Yes, and that's how you can tell that it's a dead language.  Living
languages change; dead ones don't (at least not to the same extext or in
the same way).  I know that you don't believe that Latin was a dead
language in the Middle Ages because so many people spoke it and used it
for communication.  But it had no native speakers and therefore it was a
dead language.

Here is a little assignment for you.  Your assignment, should you choose
to accept it, it to find some text written in English in 1000 AD and then
find the same text written in English in 2000 AD.  See if you notice any
difference.  Next find some text written in French in 1000 AD (or any
other living language of your choice that was recorded both then and now)
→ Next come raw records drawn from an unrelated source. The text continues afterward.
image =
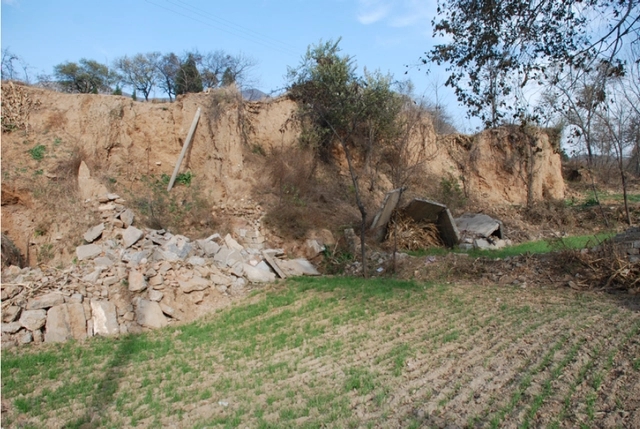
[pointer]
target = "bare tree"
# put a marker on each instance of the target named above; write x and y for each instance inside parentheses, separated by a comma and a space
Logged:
(10, 65)
(219, 68)
(140, 72)
(168, 67)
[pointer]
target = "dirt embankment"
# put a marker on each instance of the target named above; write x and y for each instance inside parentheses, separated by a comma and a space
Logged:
(124, 141)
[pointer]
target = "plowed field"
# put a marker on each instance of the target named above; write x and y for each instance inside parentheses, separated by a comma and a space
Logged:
(350, 353)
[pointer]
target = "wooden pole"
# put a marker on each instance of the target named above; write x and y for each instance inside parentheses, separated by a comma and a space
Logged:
(184, 149)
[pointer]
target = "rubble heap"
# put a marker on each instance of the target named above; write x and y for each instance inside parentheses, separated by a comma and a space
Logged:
(126, 279)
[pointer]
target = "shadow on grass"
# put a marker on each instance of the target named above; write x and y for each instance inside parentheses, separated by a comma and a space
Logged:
(108, 384)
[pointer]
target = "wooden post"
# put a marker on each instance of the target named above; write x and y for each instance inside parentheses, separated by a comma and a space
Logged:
(187, 142)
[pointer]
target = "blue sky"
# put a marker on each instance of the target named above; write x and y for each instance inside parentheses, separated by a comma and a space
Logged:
(381, 34)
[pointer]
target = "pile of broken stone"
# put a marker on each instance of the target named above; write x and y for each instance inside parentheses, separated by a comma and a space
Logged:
(127, 279)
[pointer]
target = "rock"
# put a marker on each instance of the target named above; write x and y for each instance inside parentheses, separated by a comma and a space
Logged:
(164, 255)
(11, 313)
(33, 319)
(256, 275)
(196, 261)
(234, 257)
(210, 248)
(88, 251)
(232, 244)
(178, 245)
(11, 328)
(220, 279)
(25, 338)
(222, 256)
(102, 261)
(8, 343)
(194, 284)
(64, 322)
(105, 321)
(89, 187)
(156, 280)
(110, 280)
(9, 291)
(149, 314)
(136, 258)
(75, 298)
(127, 218)
(313, 248)
(273, 264)
(137, 283)
(155, 295)
(93, 233)
(482, 244)
(131, 236)
(93, 277)
(170, 311)
(196, 297)
(298, 267)
(45, 301)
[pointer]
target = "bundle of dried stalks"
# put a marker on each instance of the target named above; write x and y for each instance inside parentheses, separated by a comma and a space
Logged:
(608, 268)
(16, 105)
(412, 235)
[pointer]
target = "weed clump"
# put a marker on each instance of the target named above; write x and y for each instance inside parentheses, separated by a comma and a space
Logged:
(183, 210)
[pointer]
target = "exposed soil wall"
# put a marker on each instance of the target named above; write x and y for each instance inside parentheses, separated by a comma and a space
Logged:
(123, 141)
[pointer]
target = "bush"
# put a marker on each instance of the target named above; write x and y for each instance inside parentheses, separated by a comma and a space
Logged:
(183, 210)
(37, 152)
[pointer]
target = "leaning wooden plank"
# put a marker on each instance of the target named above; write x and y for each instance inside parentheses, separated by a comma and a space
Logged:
(184, 149)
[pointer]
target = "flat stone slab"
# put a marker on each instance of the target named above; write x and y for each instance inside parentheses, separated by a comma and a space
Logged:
(178, 245)
(256, 275)
(127, 218)
(45, 301)
(149, 314)
(93, 233)
(64, 322)
(479, 225)
(33, 319)
(11, 328)
(105, 320)
(210, 248)
(155, 295)
(88, 251)
(194, 284)
(430, 211)
(137, 281)
(383, 215)
(131, 236)
(102, 261)
(299, 267)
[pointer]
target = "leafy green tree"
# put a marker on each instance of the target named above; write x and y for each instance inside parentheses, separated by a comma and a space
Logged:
(221, 69)
(495, 47)
(188, 78)
(86, 76)
(168, 67)
(360, 114)
(140, 71)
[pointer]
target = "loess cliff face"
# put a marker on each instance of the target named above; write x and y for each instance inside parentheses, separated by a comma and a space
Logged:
(124, 141)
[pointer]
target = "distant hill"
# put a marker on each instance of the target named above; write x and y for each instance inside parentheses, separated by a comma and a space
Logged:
(253, 94)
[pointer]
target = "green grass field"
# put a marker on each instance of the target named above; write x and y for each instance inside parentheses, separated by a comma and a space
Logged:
(344, 352)
(531, 247)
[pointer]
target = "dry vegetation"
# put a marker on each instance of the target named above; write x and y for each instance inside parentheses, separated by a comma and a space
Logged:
(349, 353)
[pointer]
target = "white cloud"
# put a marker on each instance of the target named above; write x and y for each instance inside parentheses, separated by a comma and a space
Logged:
(397, 13)
(370, 11)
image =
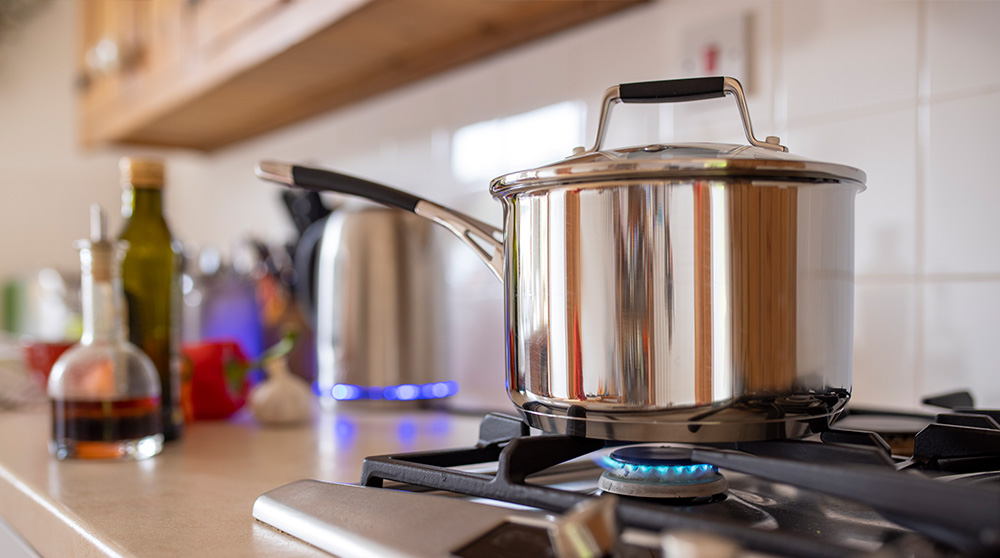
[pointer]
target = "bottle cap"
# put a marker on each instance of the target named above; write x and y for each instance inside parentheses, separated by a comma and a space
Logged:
(141, 173)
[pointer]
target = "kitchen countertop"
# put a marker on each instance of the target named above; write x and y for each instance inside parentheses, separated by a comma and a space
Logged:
(195, 498)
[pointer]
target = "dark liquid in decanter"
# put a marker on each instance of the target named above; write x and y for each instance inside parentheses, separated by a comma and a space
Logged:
(105, 429)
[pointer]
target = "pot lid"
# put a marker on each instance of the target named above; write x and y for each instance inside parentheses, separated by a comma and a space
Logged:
(760, 160)
(677, 161)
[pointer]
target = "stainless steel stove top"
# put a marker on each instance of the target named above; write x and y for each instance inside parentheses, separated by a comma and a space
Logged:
(539, 495)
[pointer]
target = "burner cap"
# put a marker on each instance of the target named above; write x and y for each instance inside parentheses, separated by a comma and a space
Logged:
(659, 472)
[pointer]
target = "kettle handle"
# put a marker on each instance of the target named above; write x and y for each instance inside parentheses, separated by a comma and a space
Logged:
(677, 91)
(486, 240)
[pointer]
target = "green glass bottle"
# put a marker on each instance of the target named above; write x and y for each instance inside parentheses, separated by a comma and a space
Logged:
(151, 277)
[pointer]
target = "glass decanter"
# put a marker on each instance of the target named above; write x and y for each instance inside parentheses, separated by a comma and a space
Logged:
(105, 392)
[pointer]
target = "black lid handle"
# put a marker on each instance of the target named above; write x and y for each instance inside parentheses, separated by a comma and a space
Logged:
(677, 91)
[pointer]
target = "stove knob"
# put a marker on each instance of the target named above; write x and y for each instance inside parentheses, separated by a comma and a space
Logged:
(695, 544)
(588, 530)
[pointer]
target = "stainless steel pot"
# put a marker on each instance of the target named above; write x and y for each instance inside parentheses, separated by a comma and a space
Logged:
(689, 293)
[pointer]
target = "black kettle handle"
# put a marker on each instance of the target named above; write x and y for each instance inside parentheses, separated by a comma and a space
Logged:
(677, 91)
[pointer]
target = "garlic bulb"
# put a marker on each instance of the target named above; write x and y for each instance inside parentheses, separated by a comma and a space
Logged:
(282, 399)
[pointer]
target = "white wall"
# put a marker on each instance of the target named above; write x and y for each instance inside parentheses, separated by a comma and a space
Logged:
(909, 91)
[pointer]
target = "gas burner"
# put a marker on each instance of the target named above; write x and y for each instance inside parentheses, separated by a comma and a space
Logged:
(659, 472)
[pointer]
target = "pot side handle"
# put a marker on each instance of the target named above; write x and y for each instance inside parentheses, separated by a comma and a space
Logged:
(486, 240)
(678, 91)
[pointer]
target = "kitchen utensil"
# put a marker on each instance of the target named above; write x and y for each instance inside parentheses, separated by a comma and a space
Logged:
(694, 292)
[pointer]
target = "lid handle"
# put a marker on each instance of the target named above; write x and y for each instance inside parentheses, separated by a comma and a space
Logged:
(677, 91)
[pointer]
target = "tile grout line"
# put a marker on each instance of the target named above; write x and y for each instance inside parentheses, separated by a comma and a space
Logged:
(922, 140)
(779, 89)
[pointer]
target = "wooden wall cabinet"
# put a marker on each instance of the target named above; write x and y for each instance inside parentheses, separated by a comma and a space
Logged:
(203, 74)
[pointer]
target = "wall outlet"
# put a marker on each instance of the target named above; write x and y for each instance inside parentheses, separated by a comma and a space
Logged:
(718, 47)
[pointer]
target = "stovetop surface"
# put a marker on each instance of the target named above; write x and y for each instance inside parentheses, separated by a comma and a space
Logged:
(842, 493)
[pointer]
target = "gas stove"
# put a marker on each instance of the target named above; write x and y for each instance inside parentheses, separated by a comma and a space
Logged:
(845, 492)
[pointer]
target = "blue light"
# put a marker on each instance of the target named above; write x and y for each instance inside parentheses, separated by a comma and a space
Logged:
(407, 392)
(404, 392)
(694, 471)
(440, 389)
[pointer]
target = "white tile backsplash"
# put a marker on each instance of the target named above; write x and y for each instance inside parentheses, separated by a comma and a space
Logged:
(845, 54)
(961, 331)
(883, 146)
(963, 192)
(962, 45)
(885, 358)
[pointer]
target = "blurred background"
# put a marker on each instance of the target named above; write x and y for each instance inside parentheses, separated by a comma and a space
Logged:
(908, 91)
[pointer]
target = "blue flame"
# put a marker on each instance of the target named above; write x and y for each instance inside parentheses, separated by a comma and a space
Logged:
(403, 392)
(695, 470)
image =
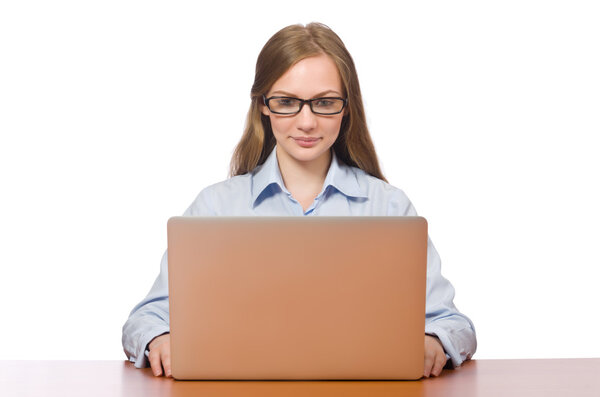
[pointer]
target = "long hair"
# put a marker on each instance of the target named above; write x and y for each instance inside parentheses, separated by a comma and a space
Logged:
(290, 45)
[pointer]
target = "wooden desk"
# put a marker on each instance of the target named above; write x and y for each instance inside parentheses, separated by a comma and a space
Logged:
(559, 377)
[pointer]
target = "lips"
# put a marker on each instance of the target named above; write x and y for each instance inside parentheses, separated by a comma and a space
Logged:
(306, 141)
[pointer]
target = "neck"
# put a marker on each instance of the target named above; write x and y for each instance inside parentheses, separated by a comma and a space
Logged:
(303, 176)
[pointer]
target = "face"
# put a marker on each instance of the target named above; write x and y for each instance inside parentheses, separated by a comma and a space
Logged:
(306, 137)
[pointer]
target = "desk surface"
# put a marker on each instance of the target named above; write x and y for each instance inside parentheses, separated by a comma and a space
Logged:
(556, 377)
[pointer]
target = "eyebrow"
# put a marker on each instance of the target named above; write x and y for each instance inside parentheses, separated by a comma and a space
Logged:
(319, 95)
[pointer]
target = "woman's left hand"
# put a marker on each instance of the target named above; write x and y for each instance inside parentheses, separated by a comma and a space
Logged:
(435, 357)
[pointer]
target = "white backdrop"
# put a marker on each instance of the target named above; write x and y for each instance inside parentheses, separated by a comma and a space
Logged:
(115, 114)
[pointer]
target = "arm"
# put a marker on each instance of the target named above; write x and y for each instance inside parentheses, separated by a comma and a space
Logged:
(148, 319)
(450, 328)
(442, 319)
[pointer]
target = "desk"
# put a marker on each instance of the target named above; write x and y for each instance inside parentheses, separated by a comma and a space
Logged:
(514, 378)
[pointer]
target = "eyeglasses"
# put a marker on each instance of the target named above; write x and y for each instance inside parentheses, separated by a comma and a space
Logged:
(291, 105)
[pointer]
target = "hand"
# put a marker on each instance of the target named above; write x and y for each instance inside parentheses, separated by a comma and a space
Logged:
(160, 355)
(435, 357)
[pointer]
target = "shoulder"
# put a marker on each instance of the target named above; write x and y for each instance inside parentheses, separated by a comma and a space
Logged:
(228, 194)
(383, 195)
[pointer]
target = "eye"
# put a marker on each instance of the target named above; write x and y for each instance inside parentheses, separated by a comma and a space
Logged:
(286, 102)
(323, 102)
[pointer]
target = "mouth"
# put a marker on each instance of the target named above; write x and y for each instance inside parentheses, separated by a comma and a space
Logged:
(306, 141)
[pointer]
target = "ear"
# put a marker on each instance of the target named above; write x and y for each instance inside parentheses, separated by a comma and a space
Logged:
(263, 107)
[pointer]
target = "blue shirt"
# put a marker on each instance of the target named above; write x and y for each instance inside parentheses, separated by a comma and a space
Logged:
(347, 191)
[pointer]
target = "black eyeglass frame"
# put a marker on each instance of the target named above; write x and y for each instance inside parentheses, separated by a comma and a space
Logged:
(303, 101)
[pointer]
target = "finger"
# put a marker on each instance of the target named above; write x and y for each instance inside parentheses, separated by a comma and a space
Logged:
(166, 362)
(440, 361)
(154, 358)
(429, 361)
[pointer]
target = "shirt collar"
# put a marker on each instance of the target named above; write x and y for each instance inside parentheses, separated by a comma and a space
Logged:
(339, 176)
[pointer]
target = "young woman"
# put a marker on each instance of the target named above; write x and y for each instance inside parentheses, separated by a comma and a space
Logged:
(305, 151)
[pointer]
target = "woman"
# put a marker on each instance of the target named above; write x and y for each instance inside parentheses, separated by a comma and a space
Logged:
(305, 151)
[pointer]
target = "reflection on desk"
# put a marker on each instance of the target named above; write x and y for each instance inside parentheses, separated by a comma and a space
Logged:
(555, 377)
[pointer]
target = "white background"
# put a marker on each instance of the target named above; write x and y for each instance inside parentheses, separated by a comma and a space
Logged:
(115, 114)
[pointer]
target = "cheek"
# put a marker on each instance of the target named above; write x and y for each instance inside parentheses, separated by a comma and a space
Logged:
(280, 125)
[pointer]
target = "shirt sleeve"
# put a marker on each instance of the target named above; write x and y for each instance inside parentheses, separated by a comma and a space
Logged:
(150, 317)
(455, 331)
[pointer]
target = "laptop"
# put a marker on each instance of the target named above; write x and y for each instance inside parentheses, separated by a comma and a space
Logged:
(297, 297)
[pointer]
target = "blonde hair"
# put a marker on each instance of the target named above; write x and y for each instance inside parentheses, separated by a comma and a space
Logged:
(291, 44)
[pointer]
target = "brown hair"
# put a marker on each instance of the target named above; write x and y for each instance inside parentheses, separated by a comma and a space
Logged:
(288, 46)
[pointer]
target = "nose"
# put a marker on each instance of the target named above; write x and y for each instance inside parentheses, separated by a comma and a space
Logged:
(306, 120)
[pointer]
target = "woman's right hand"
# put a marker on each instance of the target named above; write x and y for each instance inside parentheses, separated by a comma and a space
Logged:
(160, 355)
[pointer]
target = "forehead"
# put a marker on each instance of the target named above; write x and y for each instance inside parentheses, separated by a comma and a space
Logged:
(310, 76)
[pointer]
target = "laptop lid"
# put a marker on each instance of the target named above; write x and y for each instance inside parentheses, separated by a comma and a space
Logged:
(297, 298)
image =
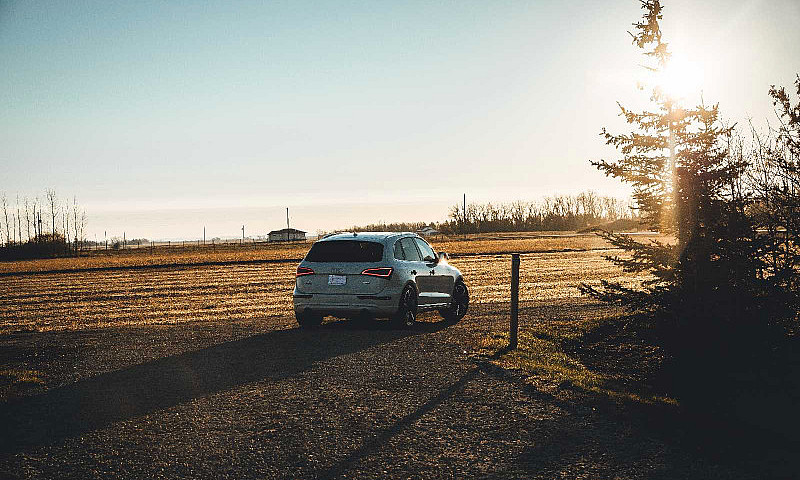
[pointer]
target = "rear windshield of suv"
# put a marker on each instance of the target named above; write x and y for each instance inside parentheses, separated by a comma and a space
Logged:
(345, 251)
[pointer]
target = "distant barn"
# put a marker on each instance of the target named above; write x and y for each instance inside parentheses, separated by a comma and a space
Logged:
(287, 234)
(427, 232)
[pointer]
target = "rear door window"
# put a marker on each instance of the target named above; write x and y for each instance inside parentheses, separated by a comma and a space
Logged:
(398, 251)
(410, 249)
(426, 249)
(346, 251)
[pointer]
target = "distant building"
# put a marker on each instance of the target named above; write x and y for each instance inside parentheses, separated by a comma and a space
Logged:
(427, 232)
(290, 234)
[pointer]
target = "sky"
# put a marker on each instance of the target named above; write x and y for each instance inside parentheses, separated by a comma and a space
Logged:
(162, 118)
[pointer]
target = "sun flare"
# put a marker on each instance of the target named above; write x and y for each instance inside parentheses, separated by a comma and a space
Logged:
(681, 79)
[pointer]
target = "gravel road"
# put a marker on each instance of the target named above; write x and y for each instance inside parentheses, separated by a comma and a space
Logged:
(252, 396)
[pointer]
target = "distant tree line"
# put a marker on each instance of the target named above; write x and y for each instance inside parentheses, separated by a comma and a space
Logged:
(555, 213)
(559, 212)
(41, 227)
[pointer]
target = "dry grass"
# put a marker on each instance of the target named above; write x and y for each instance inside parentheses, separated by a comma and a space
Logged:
(185, 293)
(230, 253)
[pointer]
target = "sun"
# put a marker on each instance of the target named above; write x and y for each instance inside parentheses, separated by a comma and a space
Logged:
(681, 79)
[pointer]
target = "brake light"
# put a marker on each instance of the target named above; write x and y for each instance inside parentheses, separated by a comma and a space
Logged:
(382, 272)
(304, 271)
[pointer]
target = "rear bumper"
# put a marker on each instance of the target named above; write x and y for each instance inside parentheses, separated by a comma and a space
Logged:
(339, 305)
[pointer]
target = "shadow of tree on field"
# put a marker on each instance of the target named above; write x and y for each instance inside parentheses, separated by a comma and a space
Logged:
(99, 401)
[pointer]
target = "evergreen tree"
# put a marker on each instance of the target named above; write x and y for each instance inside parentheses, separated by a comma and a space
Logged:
(685, 184)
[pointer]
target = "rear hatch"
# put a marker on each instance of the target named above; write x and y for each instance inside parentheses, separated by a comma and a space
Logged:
(338, 268)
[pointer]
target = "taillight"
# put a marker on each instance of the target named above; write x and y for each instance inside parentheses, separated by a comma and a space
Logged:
(304, 271)
(383, 272)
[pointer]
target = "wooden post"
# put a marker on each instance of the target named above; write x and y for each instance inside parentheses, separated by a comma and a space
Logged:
(514, 327)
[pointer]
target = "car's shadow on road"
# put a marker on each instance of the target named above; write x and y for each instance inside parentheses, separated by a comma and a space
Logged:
(99, 401)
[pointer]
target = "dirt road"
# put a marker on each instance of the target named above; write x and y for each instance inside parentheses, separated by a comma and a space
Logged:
(251, 396)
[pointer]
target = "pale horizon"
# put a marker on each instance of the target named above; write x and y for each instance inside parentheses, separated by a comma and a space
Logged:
(160, 118)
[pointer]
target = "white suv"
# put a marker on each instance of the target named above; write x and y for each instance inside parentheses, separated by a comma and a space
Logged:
(377, 274)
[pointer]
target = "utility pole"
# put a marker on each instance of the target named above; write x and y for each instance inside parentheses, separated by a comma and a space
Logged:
(465, 215)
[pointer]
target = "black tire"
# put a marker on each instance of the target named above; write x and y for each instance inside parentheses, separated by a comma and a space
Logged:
(459, 303)
(406, 315)
(308, 320)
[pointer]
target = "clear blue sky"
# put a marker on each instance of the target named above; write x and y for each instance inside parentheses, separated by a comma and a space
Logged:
(161, 117)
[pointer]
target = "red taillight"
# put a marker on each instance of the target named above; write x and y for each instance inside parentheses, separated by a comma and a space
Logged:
(383, 272)
(304, 271)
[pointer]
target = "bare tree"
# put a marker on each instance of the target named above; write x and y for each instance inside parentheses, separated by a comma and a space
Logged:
(4, 201)
(52, 200)
(27, 220)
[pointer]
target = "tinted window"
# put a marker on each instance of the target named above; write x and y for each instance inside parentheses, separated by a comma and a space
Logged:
(345, 251)
(398, 251)
(410, 250)
(426, 249)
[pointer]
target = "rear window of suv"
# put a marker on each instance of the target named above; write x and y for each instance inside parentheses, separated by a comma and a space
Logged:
(345, 251)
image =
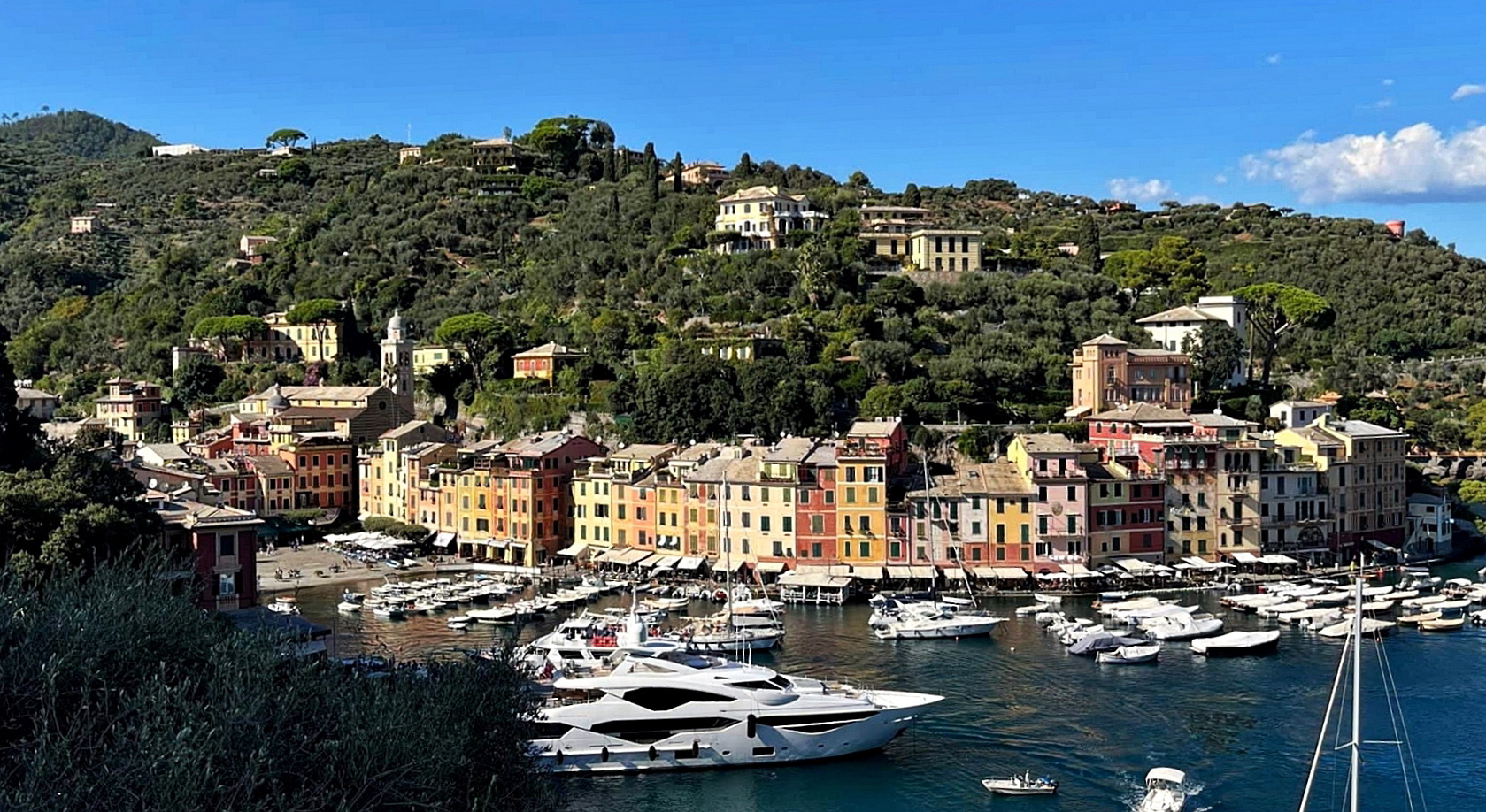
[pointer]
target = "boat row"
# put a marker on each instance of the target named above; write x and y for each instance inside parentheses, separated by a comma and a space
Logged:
(901, 617)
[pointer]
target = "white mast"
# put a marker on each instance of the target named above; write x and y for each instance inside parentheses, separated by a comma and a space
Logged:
(1357, 689)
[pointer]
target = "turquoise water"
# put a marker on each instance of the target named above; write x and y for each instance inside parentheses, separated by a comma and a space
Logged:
(1243, 729)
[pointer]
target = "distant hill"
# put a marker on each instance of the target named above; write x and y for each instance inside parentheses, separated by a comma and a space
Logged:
(79, 134)
(573, 238)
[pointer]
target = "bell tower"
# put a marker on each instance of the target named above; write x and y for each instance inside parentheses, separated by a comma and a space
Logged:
(397, 363)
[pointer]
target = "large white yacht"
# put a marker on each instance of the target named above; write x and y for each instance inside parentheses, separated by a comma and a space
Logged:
(691, 711)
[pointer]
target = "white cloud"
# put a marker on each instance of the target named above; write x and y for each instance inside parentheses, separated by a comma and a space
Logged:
(1415, 164)
(1138, 190)
(1467, 91)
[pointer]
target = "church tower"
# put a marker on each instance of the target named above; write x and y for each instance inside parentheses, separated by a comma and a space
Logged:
(397, 363)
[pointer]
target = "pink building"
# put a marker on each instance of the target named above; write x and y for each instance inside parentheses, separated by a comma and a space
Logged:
(1059, 508)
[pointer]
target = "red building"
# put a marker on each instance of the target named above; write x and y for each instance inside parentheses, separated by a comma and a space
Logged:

and then find the same text written in the same language in 2000 AD.
Then find some text written in Latin in 1000 AD and the same text written
in Latin in 2000 AD.  I suggest the Lord's Prayer for the text sample
since it was extensively recorded in various languages over a long period
and later examples are not required to be archaizing copies since the text
is a translation of a fixed text and the translator is trying to render
the original in his own language.  I will even give you a leg up and tell
you that you can find a ca. 1000 AD English version of the text in H.H.
Hock, _Principles of Historical Linguistics_ (1986), p. 3.

See if you can see any difference between the treatment of the text in the
English and French (or whatever) versions and the Latin version.  Then try
to generalize your observations and suggest some explanations for the
differences.  Come back and report when you have finished.